Tout bonnement, les dix-sept dames, munies de dix-sept encombrants triporteurs, attendent de pied ferme d’être verbalisées. Car bien que leur métier soit de vendre des crêpes et des glaces sur la voie publique, elles n’ont pas d’autorisation d’étalage délivrée par la mairie de Paris. La Préfecture de police siégeant à quelques pas du quai de l’Archevêché, elles écopent très naturellement de dix-sept amendes de 38 euros.

Procédurières et fortunées, comme jamais ne l’ont été ni ne le seront des colporteuses, elles contestent les amendes. Une première fois, devant la juridiction de proximité, qui les confirme le 25 mars 2016. Une deuxième fois, en formant un pourvoi en cassation, aidées en cela par un prestigieux avocat à la Cour[1]. Une troisième fois, en retournant devant la juridiction de proximité, la Cour de cassation ayant cassé les dix-sept jugements le 21 février 2017. Une quatrième fois, en formant un second pourvoi en cassation avec le même prestigieux avocat. L’audience, où l'on ergote sur le mot «colportage» et l'on pinaille sur son étymologie, a lieu à la date anniversaire, le 2 avril 2019 — le hasard faisant bien les choses… Qu’il y ait dix-sept amendes de 38 euros suivies d’une débauche de décisions au contenu surréaliste, le tout sur une seule scène bordée par la Seine, l’île de la Cité, a pour le moins de quoi intriguer.
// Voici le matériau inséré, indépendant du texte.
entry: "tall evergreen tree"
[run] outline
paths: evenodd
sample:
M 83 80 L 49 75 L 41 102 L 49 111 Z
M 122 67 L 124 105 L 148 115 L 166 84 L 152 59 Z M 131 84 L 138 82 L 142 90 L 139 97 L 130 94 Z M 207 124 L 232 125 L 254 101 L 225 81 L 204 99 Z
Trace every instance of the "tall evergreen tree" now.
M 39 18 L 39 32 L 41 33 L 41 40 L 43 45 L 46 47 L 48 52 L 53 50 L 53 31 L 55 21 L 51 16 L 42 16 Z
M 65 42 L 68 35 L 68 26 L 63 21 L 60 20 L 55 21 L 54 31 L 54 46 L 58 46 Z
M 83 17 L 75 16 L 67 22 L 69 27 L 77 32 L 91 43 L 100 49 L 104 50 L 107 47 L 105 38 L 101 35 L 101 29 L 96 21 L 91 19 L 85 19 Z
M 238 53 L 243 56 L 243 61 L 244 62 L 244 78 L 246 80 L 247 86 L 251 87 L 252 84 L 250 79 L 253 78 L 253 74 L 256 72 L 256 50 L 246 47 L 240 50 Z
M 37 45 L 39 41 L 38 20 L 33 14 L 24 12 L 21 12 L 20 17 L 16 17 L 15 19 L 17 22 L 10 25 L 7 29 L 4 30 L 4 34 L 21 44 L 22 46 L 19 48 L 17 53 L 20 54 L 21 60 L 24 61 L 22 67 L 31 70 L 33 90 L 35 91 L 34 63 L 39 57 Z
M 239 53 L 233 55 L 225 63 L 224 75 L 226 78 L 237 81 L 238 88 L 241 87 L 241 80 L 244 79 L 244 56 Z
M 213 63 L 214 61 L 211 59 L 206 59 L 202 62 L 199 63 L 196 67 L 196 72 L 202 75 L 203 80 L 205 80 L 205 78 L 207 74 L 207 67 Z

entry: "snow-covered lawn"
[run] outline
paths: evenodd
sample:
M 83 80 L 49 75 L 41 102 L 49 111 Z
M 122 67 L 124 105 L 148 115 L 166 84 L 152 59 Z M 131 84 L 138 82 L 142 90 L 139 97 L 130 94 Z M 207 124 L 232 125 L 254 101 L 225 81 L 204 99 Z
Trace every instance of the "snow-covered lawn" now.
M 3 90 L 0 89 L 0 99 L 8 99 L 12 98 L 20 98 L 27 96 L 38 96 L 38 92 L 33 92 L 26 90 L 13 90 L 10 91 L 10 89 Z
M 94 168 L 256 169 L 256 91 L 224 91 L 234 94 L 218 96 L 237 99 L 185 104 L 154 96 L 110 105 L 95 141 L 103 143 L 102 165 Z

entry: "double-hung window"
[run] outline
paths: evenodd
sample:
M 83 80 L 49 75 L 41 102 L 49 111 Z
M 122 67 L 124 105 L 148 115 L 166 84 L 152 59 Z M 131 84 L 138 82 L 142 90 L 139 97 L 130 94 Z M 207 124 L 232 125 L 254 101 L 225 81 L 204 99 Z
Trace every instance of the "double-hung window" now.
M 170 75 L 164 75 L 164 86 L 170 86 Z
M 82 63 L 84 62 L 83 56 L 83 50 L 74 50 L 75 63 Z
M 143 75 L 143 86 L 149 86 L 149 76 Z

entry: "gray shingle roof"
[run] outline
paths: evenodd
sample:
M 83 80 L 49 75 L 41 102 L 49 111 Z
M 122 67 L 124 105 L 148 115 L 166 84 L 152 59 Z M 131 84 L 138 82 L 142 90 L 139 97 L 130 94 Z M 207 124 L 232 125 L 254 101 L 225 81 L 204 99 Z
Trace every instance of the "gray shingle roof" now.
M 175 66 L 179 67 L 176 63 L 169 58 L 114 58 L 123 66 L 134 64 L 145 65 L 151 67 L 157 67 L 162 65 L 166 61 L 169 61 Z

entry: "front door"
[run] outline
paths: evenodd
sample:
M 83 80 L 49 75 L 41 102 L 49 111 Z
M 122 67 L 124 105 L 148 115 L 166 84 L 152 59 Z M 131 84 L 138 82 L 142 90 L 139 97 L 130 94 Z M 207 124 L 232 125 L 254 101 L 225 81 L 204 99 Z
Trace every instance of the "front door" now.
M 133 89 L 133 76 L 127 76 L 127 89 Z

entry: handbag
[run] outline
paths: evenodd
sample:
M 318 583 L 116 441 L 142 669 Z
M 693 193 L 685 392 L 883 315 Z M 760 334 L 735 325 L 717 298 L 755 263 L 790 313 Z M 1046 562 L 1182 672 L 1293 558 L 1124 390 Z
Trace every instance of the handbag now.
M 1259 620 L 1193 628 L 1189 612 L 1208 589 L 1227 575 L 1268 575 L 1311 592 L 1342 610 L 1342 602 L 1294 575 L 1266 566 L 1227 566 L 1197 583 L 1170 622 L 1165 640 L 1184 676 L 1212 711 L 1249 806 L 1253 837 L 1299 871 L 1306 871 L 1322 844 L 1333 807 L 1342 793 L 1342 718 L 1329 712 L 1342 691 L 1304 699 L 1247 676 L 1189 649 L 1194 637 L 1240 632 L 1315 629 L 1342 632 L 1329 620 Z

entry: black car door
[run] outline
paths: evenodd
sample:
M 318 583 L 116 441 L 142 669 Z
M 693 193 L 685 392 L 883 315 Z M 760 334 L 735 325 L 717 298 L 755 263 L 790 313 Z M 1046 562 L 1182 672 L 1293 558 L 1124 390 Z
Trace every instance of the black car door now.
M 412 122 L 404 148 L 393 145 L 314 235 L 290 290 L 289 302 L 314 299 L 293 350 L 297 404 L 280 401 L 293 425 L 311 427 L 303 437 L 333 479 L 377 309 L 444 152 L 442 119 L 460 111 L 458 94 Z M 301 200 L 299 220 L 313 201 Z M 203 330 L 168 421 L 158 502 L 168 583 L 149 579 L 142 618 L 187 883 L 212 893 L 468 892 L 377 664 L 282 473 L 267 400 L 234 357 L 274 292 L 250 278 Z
Les deux séries de dix-sept décisions de la Cour de cassation, datées des 21 février 2017 et 2 avril 2019, sont téléchargeables sur deux sites, celui de la Cour de cassation[2] et Légifrance. Les décisions de chaque série étant identiques (hormis les initiales des noms), le fait qu’elles soient individualisées, alors qu’elles auraient dû fusionner, interroge. Pourquoi la Cour de cassation a-t-elle laissé passer pareille aberration, en vertu de quelles complaisances ? Un indice noyé dans le texte, tel un fil sur lequel tirer, va nous permettre de dérouler la pelote d’énormités. En effet, l’enseigne sous laquelle exercent les dames est révélée dans deux des dix-sept décisions du second pourvoi : «Glaces Lasso[3]».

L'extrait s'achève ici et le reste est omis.